On March 25, Congressman Gomez sent a letter to Acting FEMA Administrator Robert Fenton, urging the agency to either extend its mission at Cal State L.A. or support local operation of the CVC by maintaining the site’s federal allotment of COVID-19 vaccines along with infrastructure and personnel.

With the ability to administer more than 6,000 doses per day, the CVC at Cal State L.A. has been critical to vaccinating those hit hardest by the COVID-19 pandemic. Approximately 67 percent of the doses provided by the two CVCs in California were for underserved communities and people of color.

FEMA has indicated it will continue to provide support in the form of funding and personnel to the Cal State L.A. CVC. However, the direct federal supply of vaccines to the facility will cease on April 11. 

To read a PDF of Congressman Gomez’s letter to FEMA, please click here.

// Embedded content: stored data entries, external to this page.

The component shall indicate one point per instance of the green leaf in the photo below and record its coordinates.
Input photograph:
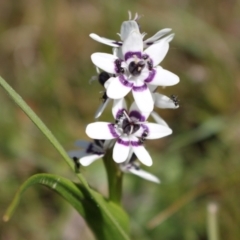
(37, 121)
(83, 202)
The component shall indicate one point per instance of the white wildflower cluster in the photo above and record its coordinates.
(133, 67)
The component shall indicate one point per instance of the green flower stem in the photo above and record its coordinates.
(114, 176)
(42, 127)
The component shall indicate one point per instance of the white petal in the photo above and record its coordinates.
(168, 38)
(87, 160)
(157, 36)
(142, 155)
(121, 150)
(127, 27)
(104, 61)
(157, 130)
(109, 42)
(164, 77)
(158, 119)
(157, 51)
(101, 108)
(163, 101)
(118, 105)
(77, 153)
(135, 108)
(101, 130)
(133, 43)
(143, 98)
(152, 88)
(143, 174)
(118, 88)
(82, 143)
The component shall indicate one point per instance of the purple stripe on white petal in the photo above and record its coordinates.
(151, 76)
(136, 143)
(118, 43)
(124, 81)
(140, 88)
(131, 54)
(145, 128)
(113, 130)
(120, 113)
(136, 114)
(122, 142)
(118, 65)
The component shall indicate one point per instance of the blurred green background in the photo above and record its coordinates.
(45, 56)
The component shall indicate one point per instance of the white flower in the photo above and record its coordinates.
(137, 70)
(130, 131)
(91, 152)
(126, 28)
(133, 167)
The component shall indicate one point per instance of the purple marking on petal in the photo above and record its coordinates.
(120, 113)
(149, 43)
(112, 130)
(118, 43)
(140, 88)
(145, 56)
(136, 114)
(151, 76)
(124, 81)
(131, 54)
(145, 128)
(122, 142)
(118, 65)
(136, 143)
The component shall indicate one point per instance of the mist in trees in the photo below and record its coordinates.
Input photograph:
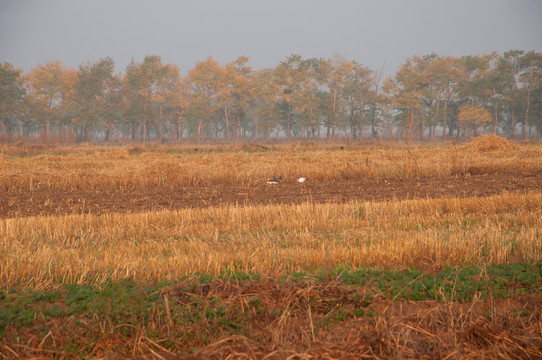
(429, 97)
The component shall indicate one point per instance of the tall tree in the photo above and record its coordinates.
(405, 91)
(96, 87)
(145, 87)
(11, 95)
(531, 81)
(48, 87)
(206, 78)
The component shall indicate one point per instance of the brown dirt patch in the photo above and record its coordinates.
(110, 200)
(307, 321)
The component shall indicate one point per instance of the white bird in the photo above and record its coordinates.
(274, 181)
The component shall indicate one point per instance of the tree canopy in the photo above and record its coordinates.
(429, 96)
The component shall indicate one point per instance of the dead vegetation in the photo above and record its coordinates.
(301, 320)
(485, 143)
(281, 320)
(152, 166)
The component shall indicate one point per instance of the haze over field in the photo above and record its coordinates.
(373, 33)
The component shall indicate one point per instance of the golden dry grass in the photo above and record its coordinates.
(137, 167)
(490, 143)
(43, 252)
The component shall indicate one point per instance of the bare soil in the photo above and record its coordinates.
(302, 321)
(288, 191)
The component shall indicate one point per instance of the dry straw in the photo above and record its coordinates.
(270, 240)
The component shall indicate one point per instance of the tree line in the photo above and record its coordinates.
(428, 97)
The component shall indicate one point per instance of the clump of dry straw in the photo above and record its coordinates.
(485, 143)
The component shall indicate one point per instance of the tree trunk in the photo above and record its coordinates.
(526, 129)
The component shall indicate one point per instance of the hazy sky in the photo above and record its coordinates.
(182, 32)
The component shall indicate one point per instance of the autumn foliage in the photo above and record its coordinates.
(429, 96)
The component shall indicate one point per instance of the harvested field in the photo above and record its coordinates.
(289, 191)
(386, 251)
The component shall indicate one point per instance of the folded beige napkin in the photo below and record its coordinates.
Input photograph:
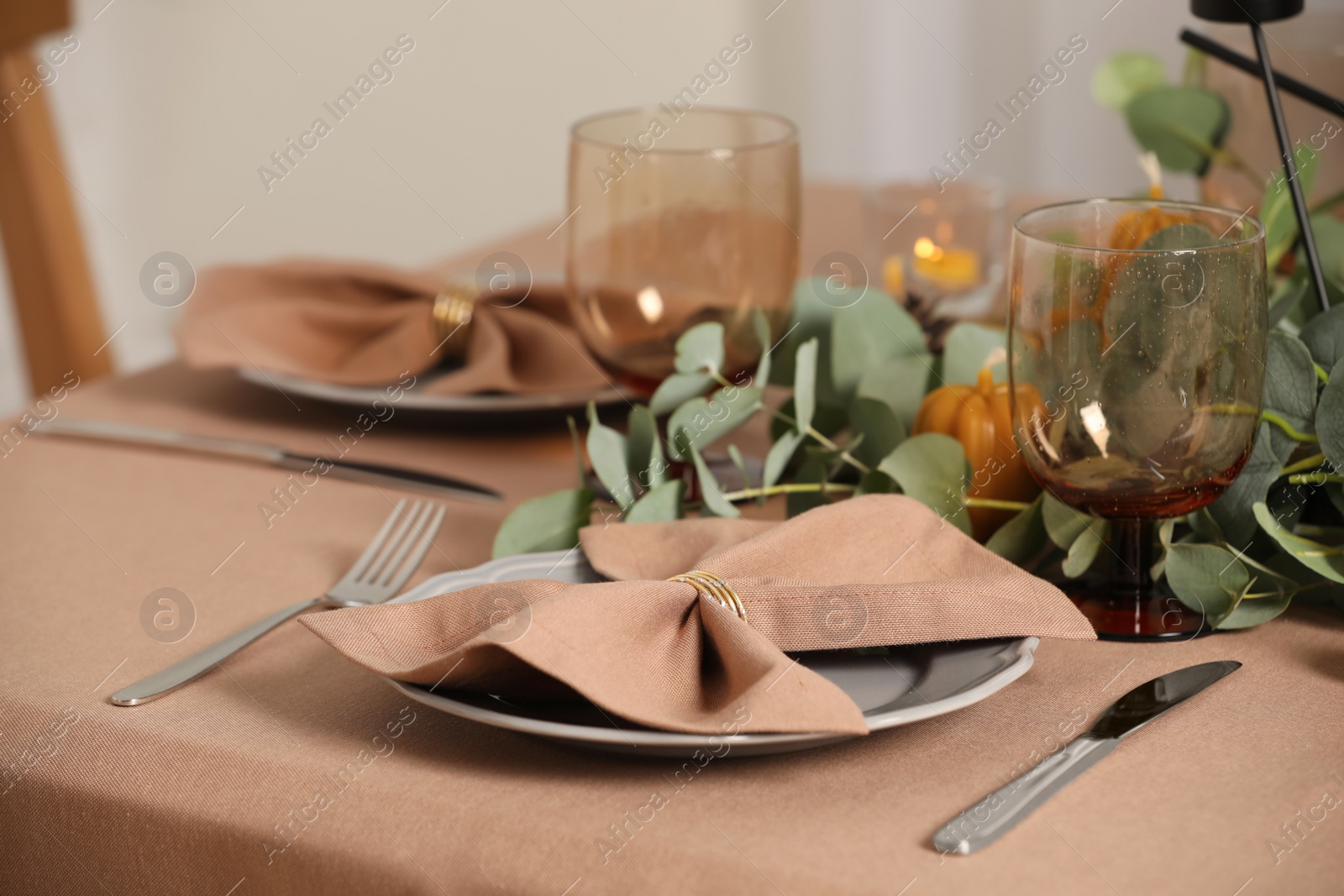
(874, 570)
(367, 325)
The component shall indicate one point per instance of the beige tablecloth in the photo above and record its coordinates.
(215, 789)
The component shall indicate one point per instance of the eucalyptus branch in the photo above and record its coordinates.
(1307, 464)
(1270, 417)
(994, 504)
(1315, 479)
(827, 443)
(786, 488)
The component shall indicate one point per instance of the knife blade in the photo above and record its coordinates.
(272, 454)
(991, 819)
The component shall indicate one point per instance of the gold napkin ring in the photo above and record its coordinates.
(714, 587)
(454, 309)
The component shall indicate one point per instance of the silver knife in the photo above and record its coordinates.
(272, 454)
(998, 813)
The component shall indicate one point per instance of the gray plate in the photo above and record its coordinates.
(416, 398)
(909, 684)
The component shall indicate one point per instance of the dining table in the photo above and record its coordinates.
(213, 789)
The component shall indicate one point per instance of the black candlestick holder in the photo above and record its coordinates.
(1254, 13)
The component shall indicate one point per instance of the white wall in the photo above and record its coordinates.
(167, 110)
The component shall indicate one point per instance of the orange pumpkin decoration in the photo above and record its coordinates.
(979, 417)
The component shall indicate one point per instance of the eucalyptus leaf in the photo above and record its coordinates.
(811, 318)
(606, 453)
(1205, 526)
(1253, 611)
(1233, 511)
(1330, 417)
(1288, 297)
(1324, 338)
(806, 385)
(549, 523)
(1277, 206)
(701, 349)
(710, 490)
(900, 385)
(1085, 548)
(873, 331)
(738, 461)
(679, 389)
(879, 427)
(1289, 387)
(968, 347)
(1126, 76)
(826, 419)
(875, 483)
(1319, 558)
(1023, 537)
(1206, 578)
(932, 468)
(660, 504)
(706, 421)
(1063, 523)
(644, 448)
(1183, 125)
(777, 458)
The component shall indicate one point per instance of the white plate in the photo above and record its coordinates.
(416, 398)
(911, 684)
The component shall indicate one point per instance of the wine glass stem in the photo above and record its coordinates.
(1132, 543)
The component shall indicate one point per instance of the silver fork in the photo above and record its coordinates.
(390, 559)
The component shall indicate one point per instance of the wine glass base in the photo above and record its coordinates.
(1124, 614)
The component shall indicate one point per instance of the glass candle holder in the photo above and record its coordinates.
(941, 248)
(680, 217)
(1136, 342)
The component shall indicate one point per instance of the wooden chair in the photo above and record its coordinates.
(49, 270)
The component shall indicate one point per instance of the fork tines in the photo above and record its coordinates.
(394, 555)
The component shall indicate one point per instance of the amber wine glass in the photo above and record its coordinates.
(679, 215)
(1136, 340)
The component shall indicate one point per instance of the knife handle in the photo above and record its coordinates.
(998, 813)
(161, 438)
(203, 661)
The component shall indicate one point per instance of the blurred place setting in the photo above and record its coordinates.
(745, 446)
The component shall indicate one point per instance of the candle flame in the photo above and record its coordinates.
(925, 248)
(651, 304)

The full text of the letter can also be found below:

Dear Mr. Fenton:

I write to express my deep concern over recent communications from the Federal Emergency Management (FEMA) indicating the agency intends to close the Community Vaccination Center (CVC) at California State University, Los Angeles on April 13. Failure to maintain current vaccine supply in the area at this juncture could result in more harm to communities already bearing the brunt of this national public health and economic crisis. I respectfully request that FEMA extend operations or assist local officials in keeping the CVC open by maintaining the federal vaccine supply and providing infrastructure and personnel support until at least May 1, 2021.

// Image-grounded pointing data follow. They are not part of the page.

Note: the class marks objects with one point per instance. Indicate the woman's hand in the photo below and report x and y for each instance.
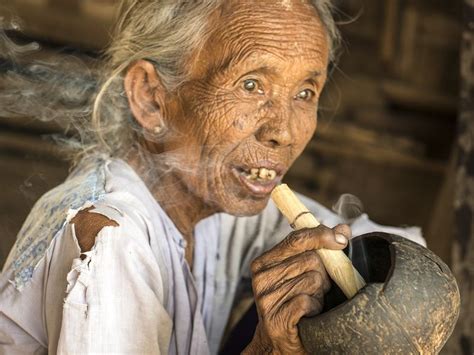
(289, 282)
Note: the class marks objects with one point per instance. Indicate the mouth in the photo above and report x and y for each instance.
(260, 179)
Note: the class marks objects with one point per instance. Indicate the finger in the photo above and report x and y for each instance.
(309, 283)
(343, 229)
(272, 277)
(298, 242)
(300, 306)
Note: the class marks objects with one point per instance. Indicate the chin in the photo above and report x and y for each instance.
(245, 207)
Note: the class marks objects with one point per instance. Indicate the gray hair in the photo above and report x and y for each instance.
(165, 32)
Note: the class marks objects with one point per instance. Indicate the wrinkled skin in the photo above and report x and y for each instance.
(217, 122)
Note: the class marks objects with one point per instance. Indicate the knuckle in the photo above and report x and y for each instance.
(344, 229)
(265, 303)
(295, 237)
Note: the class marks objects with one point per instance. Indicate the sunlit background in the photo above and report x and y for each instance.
(386, 128)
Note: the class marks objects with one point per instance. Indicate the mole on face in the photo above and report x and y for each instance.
(249, 107)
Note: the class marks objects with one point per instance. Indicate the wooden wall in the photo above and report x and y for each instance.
(386, 124)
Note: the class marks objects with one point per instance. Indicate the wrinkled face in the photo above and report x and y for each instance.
(250, 106)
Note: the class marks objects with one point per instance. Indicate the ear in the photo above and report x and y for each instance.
(146, 95)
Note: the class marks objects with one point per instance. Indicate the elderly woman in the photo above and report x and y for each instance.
(165, 222)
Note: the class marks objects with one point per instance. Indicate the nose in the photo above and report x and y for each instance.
(276, 130)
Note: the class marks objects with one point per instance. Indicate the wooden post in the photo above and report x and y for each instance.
(462, 339)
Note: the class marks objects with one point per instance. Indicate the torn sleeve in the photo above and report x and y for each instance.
(114, 296)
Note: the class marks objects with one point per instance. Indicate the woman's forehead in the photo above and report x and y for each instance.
(245, 32)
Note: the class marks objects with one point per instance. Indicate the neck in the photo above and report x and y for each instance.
(183, 207)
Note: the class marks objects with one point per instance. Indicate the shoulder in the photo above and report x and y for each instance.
(87, 186)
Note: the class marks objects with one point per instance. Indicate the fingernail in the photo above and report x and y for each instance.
(341, 239)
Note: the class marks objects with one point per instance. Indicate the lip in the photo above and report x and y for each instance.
(259, 188)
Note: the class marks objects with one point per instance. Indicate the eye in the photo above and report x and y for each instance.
(252, 85)
(305, 95)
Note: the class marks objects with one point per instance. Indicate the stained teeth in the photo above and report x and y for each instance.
(261, 173)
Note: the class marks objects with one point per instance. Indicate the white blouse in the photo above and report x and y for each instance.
(133, 292)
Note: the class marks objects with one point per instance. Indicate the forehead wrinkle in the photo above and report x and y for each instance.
(243, 30)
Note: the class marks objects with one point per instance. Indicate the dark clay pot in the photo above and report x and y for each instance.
(410, 305)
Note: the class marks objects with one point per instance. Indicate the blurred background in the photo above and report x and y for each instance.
(387, 127)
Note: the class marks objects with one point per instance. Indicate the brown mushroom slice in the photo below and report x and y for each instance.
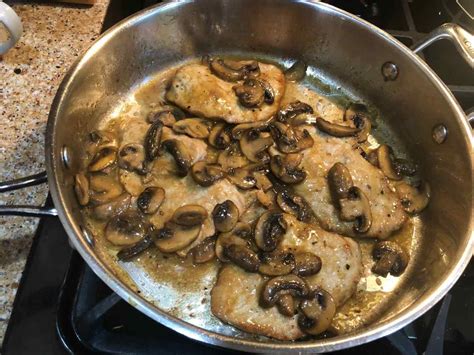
(242, 256)
(193, 127)
(289, 139)
(390, 259)
(181, 155)
(103, 138)
(232, 71)
(177, 237)
(306, 264)
(250, 93)
(150, 200)
(232, 157)
(339, 182)
(81, 188)
(294, 204)
(356, 207)
(132, 157)
(283, 168)
(239, 130)
(219, 136)
(317, 312)
(206, 174)
(296, 72)
(336, 130)
(282, 285)
(112, 208)
(254, 145)
(189, 215)
(276, 264)
(269, 230)
(292, 110)
(286, 305)
(105, 157)
(129, 253)
(384, 159)
(125, 229)
(414, 199)
(104, 188)
(225, 216)
(358, 113)
(153, 140)
(204, 251)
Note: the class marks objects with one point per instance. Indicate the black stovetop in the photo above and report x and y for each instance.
(62, 307)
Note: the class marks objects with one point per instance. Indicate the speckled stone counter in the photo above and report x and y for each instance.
(54, 36)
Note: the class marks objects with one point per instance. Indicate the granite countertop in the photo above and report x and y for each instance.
(54, 36)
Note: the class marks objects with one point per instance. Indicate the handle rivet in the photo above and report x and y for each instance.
(87, 236)
(389, 71)
(66, 157)
(440, 133)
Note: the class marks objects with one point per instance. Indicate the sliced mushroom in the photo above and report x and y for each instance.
(204, 251)
(81, 188)
(294, 204)
(276, 264)
(283, 168)
(181, 155)
(292, 110)
(306, 264)
(384, 159)
(151, 199)
(225, 216)
(176, 237)
(289, 139)
(269, 230)
(102, 139)
(239, 236)
(336, 130)
(242, 256)
(340, 182)
(132, 158)
(126, 229)
(317, 312)
(356, 207)
(297, 71)
(104, 188)
(112, 208)
(232, 157)
(136, 249)
(390, 259)
(233, 71)
(167, 115)
(219, 137)
(239, 130)
(206, 174)
(414, 199)
(359, 114)
(105, 157)
(193, 127)
(282, 285)
(189, 215)
(153, 140)
(286, 305)
(254, 145)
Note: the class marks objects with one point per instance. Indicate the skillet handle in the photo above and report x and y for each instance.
(462, 39)
(21, 210)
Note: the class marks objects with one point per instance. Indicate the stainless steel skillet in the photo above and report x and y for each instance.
(348, 52)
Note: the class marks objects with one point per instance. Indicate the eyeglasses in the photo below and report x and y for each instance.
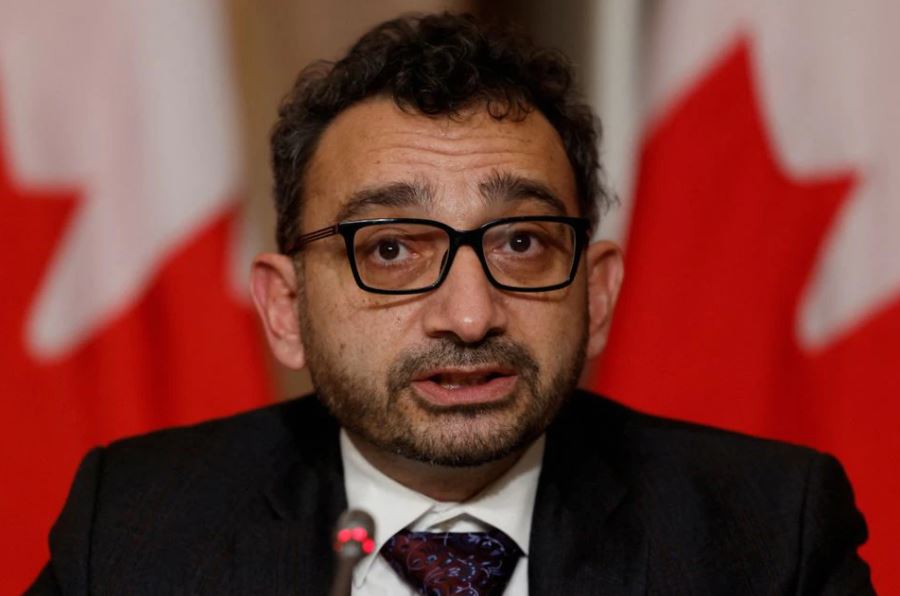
(408, 256)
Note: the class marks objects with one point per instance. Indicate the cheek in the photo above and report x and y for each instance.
(552, 330)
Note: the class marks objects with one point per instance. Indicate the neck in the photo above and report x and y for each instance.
(441, 483)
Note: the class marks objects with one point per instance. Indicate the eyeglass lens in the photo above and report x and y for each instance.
(404, 256)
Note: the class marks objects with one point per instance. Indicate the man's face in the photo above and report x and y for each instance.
(466, 373)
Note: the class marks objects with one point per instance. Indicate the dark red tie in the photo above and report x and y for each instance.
(468, 563)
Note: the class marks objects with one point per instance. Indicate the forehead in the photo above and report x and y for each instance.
(375, 144)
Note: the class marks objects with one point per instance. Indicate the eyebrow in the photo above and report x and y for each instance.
(396, 194)
(501, 187)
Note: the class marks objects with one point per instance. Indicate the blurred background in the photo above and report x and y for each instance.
(755, 149)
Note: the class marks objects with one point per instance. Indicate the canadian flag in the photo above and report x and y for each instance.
(120, 308)
(762, 286)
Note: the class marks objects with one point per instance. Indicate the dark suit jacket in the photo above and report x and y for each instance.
(627, 504)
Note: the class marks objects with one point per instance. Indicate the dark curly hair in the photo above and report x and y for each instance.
(435, 65)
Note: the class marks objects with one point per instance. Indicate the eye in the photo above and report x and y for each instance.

The opening of the FEMA vaccination site at Cal State Los Angeles represented a significant milestone in the COVID-19 response for Angelenos in the 34th Congressional District. The site targets hard-hit communities — people who are low-income, communities of color, immigrant communities, and frontline essential workers. It also targets vulnerable communities with lack of transportation or mobility issues.

The CVC at Cal State Los Angeles is capable of administering 6,000 doses per day, and because it receives vaccine supplies directly from the federal government, its operations are a vital supplement to doses being administered by the county and state. Although we have made significant strides in implementing an equity strategy, supply shortages continue to get in the way of access for communities surrounding the site. As of March 12, 2021, only 17.8% of the East LA population and 17.3% of the Boyle Heights population have been vaccinated compared to approximately 30% of the population in Los Angeles. Reducing vaccine supply during an already critical time is alarming and could result in an even greater vaccine deficit.

I welcome the opportunity to discuss my request with you personally. The lives of vulnerable communities are hanging in the balance and action must be taken to prevent more inequitable harm from occurring.